What does this mean? I think the simplest explanation is that over the past several decades we’ve gone from a nation of savers who paid cash for things including homes and cars to a nation of spenders who use debt like mortgages, car loans and credit cards to pay for things.

And it’s not just on the consumer level. It’s also happened at the corporate level.

“Corporate debt was $3.5 trillion– in 2007, arguably a period and– many would describe as bubbly. It’s 7 trillion now. So it’s gone from 3.5 trillion to 7 trillion. As you know, most of that mix has been in more highly leveraged stuff, Covenant-Lite loans– high yield, that’s where the majority of the rise has been. And if you look at corporations have been using it for, it’s all financial engineering.” –Stan Druckenmiller

Government debt has also grown to multiples of GDP around the world. But it can’t keep growing forever.

“In the past 20 to 30 years, credit has grown to such an extreme globally that debt levels and the ability to service that debt are at risk, relative to the private investment world. Why doesn’t the debt supercycle keep expanding? Because there are limits.” –Bill Gross

The debt boom over the past few decades has been a big economic stimulant. It reminds me of the steroids era in baseball. You take a great player, put him on the juice and he becomes a record-breaking home run machine.

But what happens when he comes off the juice? Have you seen a picture of Mark McGuire or Sammy Sosa lately? They are shadows of their former selves. Now that rates are zero and everyone has borrowed as much as they possibly can debt is no longer the super-stimulant it once was.

“The process of lowering interest rates causing higher levels of debt, debt service and spending, I think is coming to an end.” – Ray Dalio

The steroid era is over. So what are the implications for the economy and the markets?

“The implications are much lower growth, less inflation, lower interest rates, and less profit growth.” –Bill Gross

These are all symptoms that we’ve already witnessed since the financial crisis, right? Slower economic growth has been partially masked by rising asset prices and the wealth effect. Slower profit growth has been masked by the “financial engineering” Druck mentioned above. But that doesn’t change the fact that we are now facing a post-steroid era for the economy.

“We brought consumption forward and issued one giant credit card for the past 30 years. Now the bill is coming due. Investors need to get used to low returns, and low growth, inflation, and interest rates for a long time.” –Bill Gross

What’s probably most troublesome about the whole situation is that now that rates are zero or negative, debt levels have reached their maximum capacity and asset prices are already inflated (and spreads flattened), central banks no longer have the ability to ameliorate an economic slowdown by easing monetary policy.

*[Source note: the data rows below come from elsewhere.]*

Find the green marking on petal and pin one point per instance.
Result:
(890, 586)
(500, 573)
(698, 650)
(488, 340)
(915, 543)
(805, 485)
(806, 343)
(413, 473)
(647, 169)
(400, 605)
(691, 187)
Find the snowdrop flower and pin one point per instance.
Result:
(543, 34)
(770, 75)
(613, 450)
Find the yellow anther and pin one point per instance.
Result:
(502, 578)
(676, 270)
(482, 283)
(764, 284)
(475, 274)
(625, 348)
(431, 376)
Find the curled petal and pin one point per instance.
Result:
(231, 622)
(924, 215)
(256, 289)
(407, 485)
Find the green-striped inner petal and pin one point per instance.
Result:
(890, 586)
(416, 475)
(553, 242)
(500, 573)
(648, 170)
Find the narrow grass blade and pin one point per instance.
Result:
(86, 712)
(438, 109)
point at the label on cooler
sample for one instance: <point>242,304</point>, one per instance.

“Central banks have largely lost their power to ease… We now have a situation in which we have largely no spreads and so as a result the transmission mechanism of monetary policy will be less effective. This is a big thing… So I worry on the downside ’cause the downside will come.” –Ray Dalio

With corporate debt levels twice what they were before the financial crisis, the covenants on much of that debt weaker than ever before and liquidity in the bond market disappearing, the next downturn could present a unique challenge for the Fed. And their traditional tool to address these sorts of challenges is now essentially impotent. No wonder Dalio is worried.